County, Everett, Terrace share in state energy grants

  • Sun Aug 12th, 2012 7:03pm
  • News

By Amy Daybert Herald Writer

EVERETT — Snohomish County and two cities are getting help from the state to pay for projects aimed at saving energy and dollars.

The state Department of Commerce announced this week that more than $11 million in grant money was awarded to create ways to cut energy costs at 20 local government facilities and 10 colleges.

Snohomish County received $462,000 while the city of Everett was given $262,206. The city of Mountlake Terrace was awarded $79,500.

The funds awarded to the county will go toward funding $1.8 million in improvements at the Snohomish County Jail, facilities director Mark Thunberg said.

Some of those improvements include replacing boilers and chillers for the heating, ventilation and air-conditioning system and installing plumbing controls in the older Wall Street building to bring it up to par with the newer one on Oakes Avenue.

“There’s huge water savings there,” Thunberg said. “The total savings for the entire project, with labor and utilities is $105,000 per year.”

Everett also applied to use its grant money for heating, ventilation and air-conditioning system replacement and upgrades as well as roofing and insulation projects, said Nisha Wade, spokeswoman for the Department of Commerce.
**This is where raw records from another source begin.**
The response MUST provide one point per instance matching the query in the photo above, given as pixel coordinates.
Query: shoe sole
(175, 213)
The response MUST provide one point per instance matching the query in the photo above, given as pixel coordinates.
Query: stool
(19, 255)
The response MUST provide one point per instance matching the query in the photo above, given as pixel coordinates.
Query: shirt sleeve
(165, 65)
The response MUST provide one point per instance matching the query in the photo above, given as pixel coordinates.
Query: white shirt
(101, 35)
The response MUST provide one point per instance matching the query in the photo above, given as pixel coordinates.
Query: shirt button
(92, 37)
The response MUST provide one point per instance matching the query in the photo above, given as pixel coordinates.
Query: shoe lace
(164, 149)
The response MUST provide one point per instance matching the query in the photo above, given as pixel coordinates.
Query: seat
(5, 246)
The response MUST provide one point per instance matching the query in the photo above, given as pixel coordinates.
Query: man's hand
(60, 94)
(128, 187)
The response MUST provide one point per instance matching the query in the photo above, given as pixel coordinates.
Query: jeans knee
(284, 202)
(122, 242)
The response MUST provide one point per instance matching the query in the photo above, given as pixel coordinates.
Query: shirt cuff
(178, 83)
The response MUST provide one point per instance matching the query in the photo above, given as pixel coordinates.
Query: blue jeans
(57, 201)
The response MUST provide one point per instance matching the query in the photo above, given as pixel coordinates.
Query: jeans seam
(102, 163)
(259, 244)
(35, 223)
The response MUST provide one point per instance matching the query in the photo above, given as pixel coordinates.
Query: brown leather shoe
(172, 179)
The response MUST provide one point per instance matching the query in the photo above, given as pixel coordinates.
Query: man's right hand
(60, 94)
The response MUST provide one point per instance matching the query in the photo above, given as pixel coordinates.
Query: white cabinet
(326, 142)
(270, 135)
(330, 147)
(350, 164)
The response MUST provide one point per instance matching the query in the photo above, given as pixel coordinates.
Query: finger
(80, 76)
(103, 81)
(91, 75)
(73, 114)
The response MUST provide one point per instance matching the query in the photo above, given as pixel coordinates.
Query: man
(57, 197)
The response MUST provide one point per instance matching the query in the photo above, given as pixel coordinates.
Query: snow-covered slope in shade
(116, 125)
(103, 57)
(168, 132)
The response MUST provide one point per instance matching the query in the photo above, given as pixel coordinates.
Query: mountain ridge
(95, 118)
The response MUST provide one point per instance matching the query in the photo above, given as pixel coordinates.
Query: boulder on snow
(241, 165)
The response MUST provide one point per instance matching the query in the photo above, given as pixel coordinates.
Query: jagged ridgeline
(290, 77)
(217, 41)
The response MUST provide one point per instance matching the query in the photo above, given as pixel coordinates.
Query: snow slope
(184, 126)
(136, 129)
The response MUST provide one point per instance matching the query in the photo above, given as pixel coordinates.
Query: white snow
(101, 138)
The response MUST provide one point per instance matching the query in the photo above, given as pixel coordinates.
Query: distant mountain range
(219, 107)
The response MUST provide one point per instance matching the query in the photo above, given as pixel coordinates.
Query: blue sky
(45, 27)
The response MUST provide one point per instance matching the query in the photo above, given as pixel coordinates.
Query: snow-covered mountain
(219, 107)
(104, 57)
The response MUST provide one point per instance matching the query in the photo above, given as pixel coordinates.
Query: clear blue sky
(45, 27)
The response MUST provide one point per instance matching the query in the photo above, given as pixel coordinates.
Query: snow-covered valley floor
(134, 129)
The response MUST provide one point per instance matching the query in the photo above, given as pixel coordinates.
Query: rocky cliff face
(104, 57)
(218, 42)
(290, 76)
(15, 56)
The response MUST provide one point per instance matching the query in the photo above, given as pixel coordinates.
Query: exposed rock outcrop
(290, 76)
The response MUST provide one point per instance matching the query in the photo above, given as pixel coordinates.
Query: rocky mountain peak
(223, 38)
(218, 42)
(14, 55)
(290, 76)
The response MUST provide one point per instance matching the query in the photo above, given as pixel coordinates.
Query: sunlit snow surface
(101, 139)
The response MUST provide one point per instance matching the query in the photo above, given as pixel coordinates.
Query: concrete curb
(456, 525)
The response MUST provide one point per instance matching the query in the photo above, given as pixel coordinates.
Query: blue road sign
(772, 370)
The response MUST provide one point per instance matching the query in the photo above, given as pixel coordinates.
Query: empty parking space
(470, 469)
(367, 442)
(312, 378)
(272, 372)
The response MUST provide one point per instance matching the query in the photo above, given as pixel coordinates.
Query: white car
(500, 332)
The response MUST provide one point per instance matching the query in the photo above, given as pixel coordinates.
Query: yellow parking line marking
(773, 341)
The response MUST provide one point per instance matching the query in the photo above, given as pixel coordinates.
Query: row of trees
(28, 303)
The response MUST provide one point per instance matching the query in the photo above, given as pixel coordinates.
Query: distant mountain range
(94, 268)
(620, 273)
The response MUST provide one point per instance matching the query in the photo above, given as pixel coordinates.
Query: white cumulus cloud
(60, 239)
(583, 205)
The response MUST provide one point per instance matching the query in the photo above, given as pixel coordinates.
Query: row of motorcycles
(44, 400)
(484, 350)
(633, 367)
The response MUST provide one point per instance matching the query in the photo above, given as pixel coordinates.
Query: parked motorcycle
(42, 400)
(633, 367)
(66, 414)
Improvements were designated for several buildings including the Everett Library, Culmback Building, Everett Fire Station No. 1, Carl Gipson Senior Center and the Wall Street Building.

The grant money awarded to Mountlake Terrace will be spent retrofitting light fixtures throughout the city, public works director Curt Brees said. The plan is to replace 248 city-owned streetlights with energy-efficient LED, short for light emitting diode, fixtures. The Snohomish County Public Utility District has also pledged $39,500 to support the project, Brees said. That brings the city’s contribution to approximately $120,000.

The lighting retrofit will save the city and estimated $25,000 each year in energy and maintenance costs, Brees said. A return on investment for the city funded portion is expected within 5 years.

“It’s a project that pays for itself in a relatively short amount of time and starts paying you back,” Brees said.

A bill passed this year by the Legislature appropriated $38 million to the state Department of Commerce for the energy cost savings grants.

In all, $20 million will go to higher education facilities and $18 million to local governments for energy and operational cost savings improvements.